Even with clients that don’t micromanage it can be tempting to use private issue to shield the client from technical details you don’t want to explain. But clients don’t have to (and aren’t interested in) digging into things not assigned to or related to them. People are great at tuning things out and they will if you give them the chance.

An Internal Backchannel

The third purpose that we’ve seen driving requests for private issues is that they serve as a kind of internal backchannel, a place your developers can discuss things without worrying that the client is watching. This is the most potentially disastrous way to use private issues. If the history of the internet has taught us anything it’s that “private” is rarely actually private.

Backchannels backfire. Private conversations end up public. Clients get to see what your developers are saying in private and the results are often ugly. Backchannels also undermine a sense of collaboration by creating an environment in which not all speech is equal. The client has no say in the backchannel and never gets a chance to contribute to that portion of the project.

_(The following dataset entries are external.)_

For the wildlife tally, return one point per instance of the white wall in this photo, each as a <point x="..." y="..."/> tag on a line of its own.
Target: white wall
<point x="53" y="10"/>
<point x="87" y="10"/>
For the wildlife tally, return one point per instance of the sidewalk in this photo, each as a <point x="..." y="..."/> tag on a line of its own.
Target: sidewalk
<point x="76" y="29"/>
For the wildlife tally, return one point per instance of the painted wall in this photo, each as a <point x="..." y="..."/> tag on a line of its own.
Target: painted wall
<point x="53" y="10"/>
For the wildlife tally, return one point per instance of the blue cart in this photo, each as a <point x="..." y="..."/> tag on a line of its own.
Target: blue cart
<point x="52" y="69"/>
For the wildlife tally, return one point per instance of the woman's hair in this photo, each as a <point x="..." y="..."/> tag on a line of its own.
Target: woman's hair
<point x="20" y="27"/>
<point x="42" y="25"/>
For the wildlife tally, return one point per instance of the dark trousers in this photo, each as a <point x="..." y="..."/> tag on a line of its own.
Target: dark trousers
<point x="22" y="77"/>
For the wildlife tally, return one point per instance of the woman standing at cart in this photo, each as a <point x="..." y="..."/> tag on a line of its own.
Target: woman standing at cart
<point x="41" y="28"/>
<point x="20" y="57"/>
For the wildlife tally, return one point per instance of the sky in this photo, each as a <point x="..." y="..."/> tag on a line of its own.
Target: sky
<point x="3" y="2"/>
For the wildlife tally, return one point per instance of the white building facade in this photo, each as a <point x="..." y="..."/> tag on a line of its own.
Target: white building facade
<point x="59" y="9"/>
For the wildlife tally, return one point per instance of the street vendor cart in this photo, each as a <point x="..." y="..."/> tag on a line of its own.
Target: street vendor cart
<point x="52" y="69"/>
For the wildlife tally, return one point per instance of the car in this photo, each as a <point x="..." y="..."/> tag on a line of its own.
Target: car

This further creates a divide or an Us. vs. Them mentality. Even if private conversations are never accidentally made public, it can undermine the collaborative spirit of projects.

It’s important to involve clients in the big picture and let them get as involved as they want to be. Private issues subvert this from the outset by setting up an us vs. them mentality that percolates out into other areas of development as well. The real challenge is not keeping clients separate, but getting them involved, and setting up fences and other tactics to prevent them from being fully integrated into the project hinders collaboration and produces sub-par work.